Wednesday, August 3, 2016

Out Of The Pain Cave, Into The Water

Knee replacements are commonplace these days.  Baby Boomers are taking a number and getting in line so they can get back to running, skiing, playing tennis, pick-up games of hoops, touch football, soccer or any other form of Weekend Warrior nonsense that ruined their knee(s) in the first place. Maybe they didn’t do any of the above and just had crappy knees to begin with. Mine was compliments of a bone-head motorcycle wreck when I was 16.

 If it was only turbocharged.
The fact that they’re commonplace doesn’t make recovery a routine experience. There’s a reason why the medical folks pound into your head the pain scale of 1 to 10.  You get to experience the whole spectrum.  Regardless, my knee had to be fixed.  Going up stairs was torture. Riding a bike was nigh impossible.

Dr. Thomas Rosenberg
So April 14, 2016, I put myself into the extremely capable hands of Dr. Thomas Rosenberg, renowned knee specialist and founder of Rosenberg Cooley Metcalf orthopedic clinic at Park City Medical Center.  He assured me that even with neurological issues from my spinal cord injury, I could still benefit and have a full recovery if I work hard.  Key words: “work hard”.

First steps three hours post op.
Surgery went well. Fast forward past the first two weeks of hell on earth, with muscle spasms, an uncooperative bladder, multiple catheterizations and daily doses of hydrocodone.  Fast forward beyond the home health care physical therapist prodding me to walk into the other bedroom one more time.  Keep going past the grueling therapy sessions at the University of Utah Orthopedic Center to the present, 14 weeks post op.

A special day: swimming with Erika.
Still walking with trekking poles on a weakened right leg, I find myself doing laps with my 36 year- old daughter Erika at Cottonwood Heights Rec Center--me with one good leg and her with one good arm.  Her left arm has virtually no range of motion due to an improperly used post-operative pain pump that destroyed the cartilage in her shoulder after a minor shoulder surgery.  Fourteen unsuccessful attempts to implant an artificial shoulder resulted in nothing more than ghastly staph infections and a railroad track scar from elbow to neck.

              
Me with one good leg.
Erika with one good arm.
Thanks to the magical weightlessness of water, we’re swimming side by side, exulting in the joy of physical exertion as we adapt our minds and our bodies to doing things differently rather than sitting on the sidelines. I’m using “speed fins” with small holes in them to provide some extra propulsion with a minimum of strain on my leg.  She’s holding a kick board under her left arm and swimming only with her right arm, with amazing results.

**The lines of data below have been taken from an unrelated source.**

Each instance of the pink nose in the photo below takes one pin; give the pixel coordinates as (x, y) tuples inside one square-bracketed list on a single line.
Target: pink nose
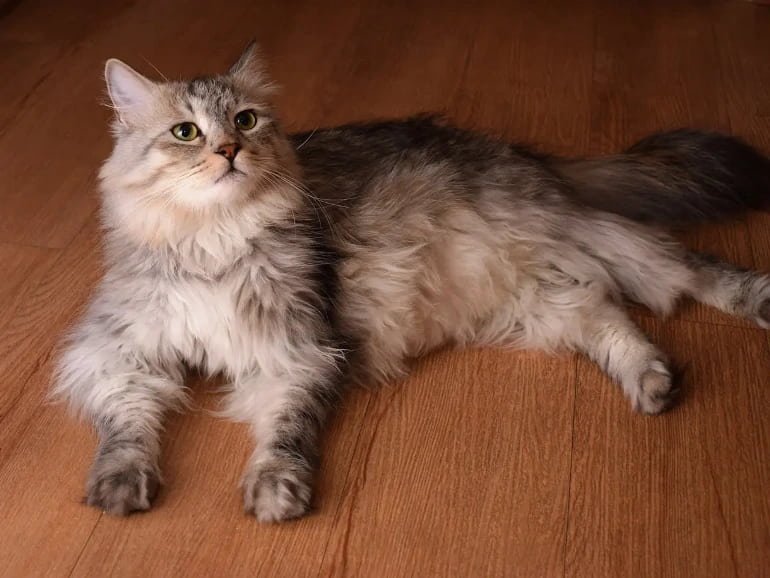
[(229, 151)]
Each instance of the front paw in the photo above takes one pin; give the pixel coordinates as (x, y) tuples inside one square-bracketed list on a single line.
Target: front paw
[(275, 489), (656, 391), (120, 487)]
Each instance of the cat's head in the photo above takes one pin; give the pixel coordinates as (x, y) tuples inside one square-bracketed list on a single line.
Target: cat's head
[(192, 148)]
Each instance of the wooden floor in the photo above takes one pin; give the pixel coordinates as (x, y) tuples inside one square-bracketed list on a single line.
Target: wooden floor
[(483, 463)]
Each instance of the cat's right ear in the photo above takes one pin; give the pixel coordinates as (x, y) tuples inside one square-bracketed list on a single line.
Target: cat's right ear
[(131, 93)]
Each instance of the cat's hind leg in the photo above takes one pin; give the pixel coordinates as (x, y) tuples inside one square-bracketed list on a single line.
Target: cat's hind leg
[(732, 289), (611, 339)]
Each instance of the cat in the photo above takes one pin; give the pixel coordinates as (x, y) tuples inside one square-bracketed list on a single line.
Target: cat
[(298, 265)]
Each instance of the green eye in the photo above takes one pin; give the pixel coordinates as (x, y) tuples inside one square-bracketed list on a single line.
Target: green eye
[(186, 131), (246, 120)]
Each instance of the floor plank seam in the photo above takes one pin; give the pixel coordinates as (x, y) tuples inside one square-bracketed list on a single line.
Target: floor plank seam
[(346, 485), (85, 545), (575, 383)]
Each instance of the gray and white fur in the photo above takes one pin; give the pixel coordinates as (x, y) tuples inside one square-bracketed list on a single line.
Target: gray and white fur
[(294, 265)]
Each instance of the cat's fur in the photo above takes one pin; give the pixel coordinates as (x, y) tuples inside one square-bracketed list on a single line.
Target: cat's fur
[(341, 254)]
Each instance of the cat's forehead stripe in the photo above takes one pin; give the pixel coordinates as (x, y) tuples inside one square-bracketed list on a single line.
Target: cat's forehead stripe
[(215, 96)]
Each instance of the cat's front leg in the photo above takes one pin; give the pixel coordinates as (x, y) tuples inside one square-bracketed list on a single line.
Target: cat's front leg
[(125, 394), (287, 416)]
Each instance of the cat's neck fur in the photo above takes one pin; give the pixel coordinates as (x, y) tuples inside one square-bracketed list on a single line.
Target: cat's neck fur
[(205, 243)]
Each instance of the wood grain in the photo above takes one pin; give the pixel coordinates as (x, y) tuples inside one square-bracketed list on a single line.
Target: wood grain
[(684, 494), (483, 463)]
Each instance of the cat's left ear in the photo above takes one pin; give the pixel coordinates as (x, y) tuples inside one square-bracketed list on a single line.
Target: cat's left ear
[(250, 70), (131, 93)]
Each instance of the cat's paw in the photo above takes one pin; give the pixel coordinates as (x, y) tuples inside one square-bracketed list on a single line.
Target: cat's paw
[(274, 490), (656, 391), (122, 488)]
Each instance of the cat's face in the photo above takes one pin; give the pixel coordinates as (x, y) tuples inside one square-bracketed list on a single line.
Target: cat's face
[(209, 143)]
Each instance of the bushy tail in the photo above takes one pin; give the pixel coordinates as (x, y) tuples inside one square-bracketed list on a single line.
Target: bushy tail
[(673, 178)]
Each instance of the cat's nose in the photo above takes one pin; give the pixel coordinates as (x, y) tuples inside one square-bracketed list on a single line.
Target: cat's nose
[(229, 151)]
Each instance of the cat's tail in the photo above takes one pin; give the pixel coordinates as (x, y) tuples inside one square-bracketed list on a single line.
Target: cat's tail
[(673, 178)]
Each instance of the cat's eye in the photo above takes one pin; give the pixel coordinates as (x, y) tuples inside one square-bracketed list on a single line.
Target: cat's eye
[(246, 120), (185, 131)]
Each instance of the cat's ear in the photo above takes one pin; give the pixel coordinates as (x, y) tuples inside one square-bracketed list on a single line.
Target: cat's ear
[(250, 70), (130, 92)]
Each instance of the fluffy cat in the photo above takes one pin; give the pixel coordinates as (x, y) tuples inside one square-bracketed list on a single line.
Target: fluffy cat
[(294, 265)]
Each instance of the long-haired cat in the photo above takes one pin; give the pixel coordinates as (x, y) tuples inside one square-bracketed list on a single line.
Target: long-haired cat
[(294, 265)]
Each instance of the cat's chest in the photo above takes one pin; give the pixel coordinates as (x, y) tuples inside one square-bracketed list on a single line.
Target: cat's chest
[(210, 326)]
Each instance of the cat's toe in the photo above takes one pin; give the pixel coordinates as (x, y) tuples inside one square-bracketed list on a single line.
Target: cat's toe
[(275, 490), (656, 392), (122, 489)]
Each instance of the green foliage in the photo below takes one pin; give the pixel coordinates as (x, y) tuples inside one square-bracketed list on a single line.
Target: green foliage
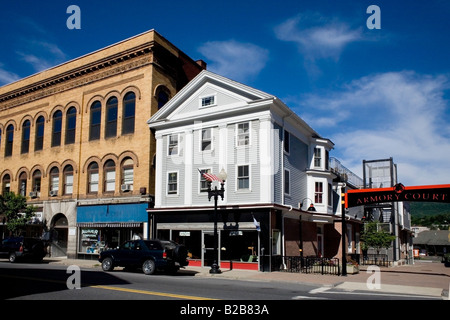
[(373, 237), (17, 212)]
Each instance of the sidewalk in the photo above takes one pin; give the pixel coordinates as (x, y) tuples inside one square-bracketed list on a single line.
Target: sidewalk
[(421, 278)]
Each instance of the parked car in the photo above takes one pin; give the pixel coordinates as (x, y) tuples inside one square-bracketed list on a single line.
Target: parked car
[(20, 248), (149, 255)]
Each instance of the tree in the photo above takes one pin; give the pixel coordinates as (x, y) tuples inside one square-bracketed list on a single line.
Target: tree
[(373, 237), (16, 210)]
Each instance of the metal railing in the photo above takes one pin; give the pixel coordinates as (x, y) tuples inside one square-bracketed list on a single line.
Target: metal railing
[(306, 265)]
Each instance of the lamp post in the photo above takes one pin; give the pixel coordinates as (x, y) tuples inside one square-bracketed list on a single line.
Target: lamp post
[(216, 193)]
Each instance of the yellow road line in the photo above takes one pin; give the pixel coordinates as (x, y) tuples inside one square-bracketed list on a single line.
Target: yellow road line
[(153, 293)]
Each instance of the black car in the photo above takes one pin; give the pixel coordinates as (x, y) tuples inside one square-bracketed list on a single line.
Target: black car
[(149, 255), (15, 248)]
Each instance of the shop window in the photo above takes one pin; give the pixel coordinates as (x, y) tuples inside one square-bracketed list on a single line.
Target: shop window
[(71, 122), (9, 140), (111, 117), (23, 184), (172, 183), (129, 111), (93, 177), (26, 127), (57, 128), (110, 176), (54, 181), (68, 179), (243, 177), (6, 183), (243, 134), (39, 134)]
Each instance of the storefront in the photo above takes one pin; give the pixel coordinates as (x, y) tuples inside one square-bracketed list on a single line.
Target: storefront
[(240, 244), (107, 226)]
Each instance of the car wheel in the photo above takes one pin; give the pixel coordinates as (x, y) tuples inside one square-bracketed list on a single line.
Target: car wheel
[(12, 257), (149, 267), (107, 264)]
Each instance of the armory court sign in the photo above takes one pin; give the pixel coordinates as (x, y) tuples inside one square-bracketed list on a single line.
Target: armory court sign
[(434, 193)]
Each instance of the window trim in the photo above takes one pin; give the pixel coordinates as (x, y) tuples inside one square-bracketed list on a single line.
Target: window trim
[(176, 183)]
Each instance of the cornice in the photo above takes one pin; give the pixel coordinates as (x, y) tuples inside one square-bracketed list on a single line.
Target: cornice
[(124, 61)]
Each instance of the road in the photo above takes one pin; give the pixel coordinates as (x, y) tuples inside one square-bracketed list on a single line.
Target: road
[(24, 281)]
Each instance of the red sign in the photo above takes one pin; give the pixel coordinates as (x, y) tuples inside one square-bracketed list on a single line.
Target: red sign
[(434, 193)]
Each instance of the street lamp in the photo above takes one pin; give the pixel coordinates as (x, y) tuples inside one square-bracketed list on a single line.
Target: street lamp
[(216, 193)]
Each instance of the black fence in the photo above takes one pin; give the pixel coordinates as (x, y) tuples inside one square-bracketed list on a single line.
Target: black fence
[(306, 265)]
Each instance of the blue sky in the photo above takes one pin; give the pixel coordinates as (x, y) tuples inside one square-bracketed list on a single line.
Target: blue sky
[(376, 93)]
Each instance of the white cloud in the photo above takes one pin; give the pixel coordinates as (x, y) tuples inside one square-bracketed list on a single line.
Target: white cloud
[(316, 37), (236, 60), (399, 114)]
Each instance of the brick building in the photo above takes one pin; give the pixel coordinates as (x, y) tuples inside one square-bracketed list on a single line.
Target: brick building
[(74, 140)]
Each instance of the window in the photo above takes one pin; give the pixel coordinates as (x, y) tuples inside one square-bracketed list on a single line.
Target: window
[(172, 183), (318, 192), (9, 140), (287, 182), (36, 182), (162, 97), (54, 179), (127, 172), (243, 177), (71, 122), (25, 137), (206, 139), (208, 101), (57, 127), (243, 134), (39, 140), (203, 182), (129, 110), (111, 117), (173, 144), (286, 141), (317, 157), (93, 177), (110, 176), (23, 184), (96, 119), (68, 179), (6, 184)]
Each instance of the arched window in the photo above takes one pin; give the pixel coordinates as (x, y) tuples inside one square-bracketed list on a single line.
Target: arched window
[(96, 120), (93, 177), (111, 117), (36, 182), (57, 127), (68, 179), (129, 110), (127, 174), (54, 181), (23, 184), (26, 127), (39, 139), (110, 176), (162, 96), (6, 184), (9, 140), (71, 122)]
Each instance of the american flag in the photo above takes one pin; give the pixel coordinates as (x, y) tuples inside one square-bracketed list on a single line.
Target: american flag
[(210, 177)]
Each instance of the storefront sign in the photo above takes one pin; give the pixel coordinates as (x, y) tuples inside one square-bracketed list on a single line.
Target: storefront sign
[(398, 193)]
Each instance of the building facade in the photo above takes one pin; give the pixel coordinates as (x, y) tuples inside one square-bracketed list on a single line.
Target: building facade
[(73, 141), (277, 166)]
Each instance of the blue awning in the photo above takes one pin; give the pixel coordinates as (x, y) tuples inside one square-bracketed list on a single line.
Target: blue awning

Adapting mind and body is a quest I’ve been on since breaking my neck in 1972.  Erika's journey began in 2004, when shoulder surgery resulted in the loss an arm and the beginning of a lifelong autoimmune disorder known as CIDP (Chronic Inflammatory Demyelinating Polyneuropathy).  The struggles for both of us are enough to fill the book that I'm working on.

A work in progress. Success ahead!
The final chapter of this post is that I have emerged from the pain cave, there is recovery ahead, and I’m cherishing a special time with my only daughter, as we both say “no way” to our potentially devastating physical challenges.